The Lincoln Lawyer, Mickey Haller, features in Michael Connelly's The Proving Ground, involving a case in which artificial intelligence plays a role in the murder of a young woman.  Another solid entry from Connelly.

The 20th novel by Robert Crais starring Elvis Cole and Joe Pike, The Big Empty, is one of his best.  A mystery with some very unexpected twists.

Martin Walker's Bruno, Chief of Police series is set in the Vezere and Dordogne River valleys of France, a frequent destination for us over the years. I enjoy the settings for the novels, but the 18th in the series, An Enemy In The Village, continues the recent trend of a decline in quality in the stories.  If I had not enjoyed the earlier books so much I would stop reading the series.

Saturday, March 8, 2025

The Workingman's Eddie Coyle

The Friends of Eddie Coyle (1973)

(Robert Mitchum as Eddie Coyle)

Back in 2014, I wrote Eddie Coyle's Friend, about a novelist I greatly admire, George V Higgins.  I probably worked harder on that post than on anything else I've written, figuring Higgins deserved it.

I just came across an appreciation of the novel and movie, The Friends of Eddie Coyle by Daniel Moran, writing on Substack and found it quite perceptive and worth a read. Here are some excerpts:

This kind of dialogue may seem easy to write, but anyone who has ever tried knows it’s almost impossible. Here, we get everything we need to know about these two guys and the rules of their worlds in a handful of near-grunts.

I was an English major—sure, things like Eddie Coyle were fun to read, but shouldn’t I be reading more Keats, James, and Shakespeare? I didn’t know that the music found in the works of these writers could also be heard (if faintly) in a book like this one. I’ve since read it several times and I’m always amazed by how the book carries its reader along in a series of conversations that move so quickly yet reward close-reading. The book reads itself to you like a criminal nanny.
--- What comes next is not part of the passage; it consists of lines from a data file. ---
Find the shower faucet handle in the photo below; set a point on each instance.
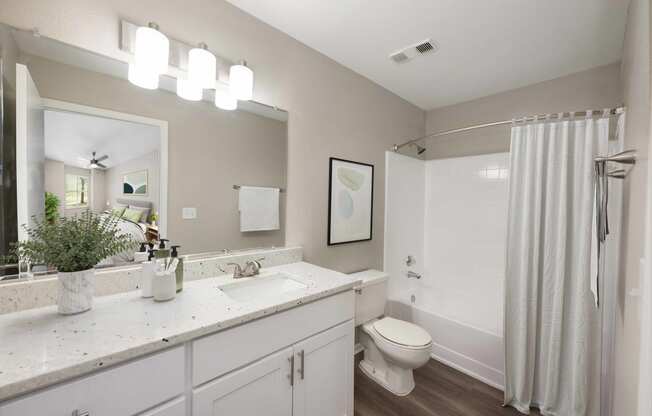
(413, 275)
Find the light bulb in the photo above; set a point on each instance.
(202, 67)
(152, 49)
(224, 100)
(241, 82)
(189, 90)
(142, 77)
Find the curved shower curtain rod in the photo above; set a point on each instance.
(612, 112)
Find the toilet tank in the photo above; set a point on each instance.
(371, 295)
Everyone loved the realism, but a more accurate word is “realism.”(1) I have no idea if actual gunrunners are as interesting as the people in these pages or if their dialogue is worth overhearing. I’d bet that it’s not. What’s absolutely realistic, however, about Eddie Coyle is how everybody in it—just like the reader—is constantly negotiating to just get to the next step of what he needs by the end of the day. . . His story—the real realism—is about going to work and being someone in middle management who has to answer to all kinds of people and wants to just get his part of the process complete so he can move on to the next thing. It’s about the guy in Purchasing who won’t sign the form you need so that you can tell the client that yes, everything is in motion, because that guy in Purchasing thinks that you’ve cozied up to the Senior Vice President of Acquisitions for a job that he’s had his eye on for months. It’s about having to speak in a conciliatory tone when trying to wrangle a favor from the guy in the next cubicle.
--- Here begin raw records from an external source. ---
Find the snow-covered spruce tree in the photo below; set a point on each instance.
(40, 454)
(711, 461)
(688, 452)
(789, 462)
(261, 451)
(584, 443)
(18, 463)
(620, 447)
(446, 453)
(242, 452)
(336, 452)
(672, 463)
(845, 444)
Peter Yates’s 1973 film is an object lesson in how to faithfully adapt a novel to the screen. It stands with John Huston’s The Maltese Falcon and the Coens’ True Grit as an example of a screenwriter (in this case, Paul Monash) sitting with the novel propped open on his desk so he can type the dialogue word-for-word in screenplay format. Huston’s version of Falcon was the third attempt to adapt it for the screen and the Coens’ True Grit was the second; both of their versions are superior to their predecessors because they knew what was great about the novels and transferred that greatness to the screen.     

I have not seen the earlier versions of the Maltese Falcon, but as much as I enjoyed John Wayne in True Grit, the Coen's True Grit is superior.

Coming across this post led me to read more of Moran's work and it is quite good.  He's got that thing.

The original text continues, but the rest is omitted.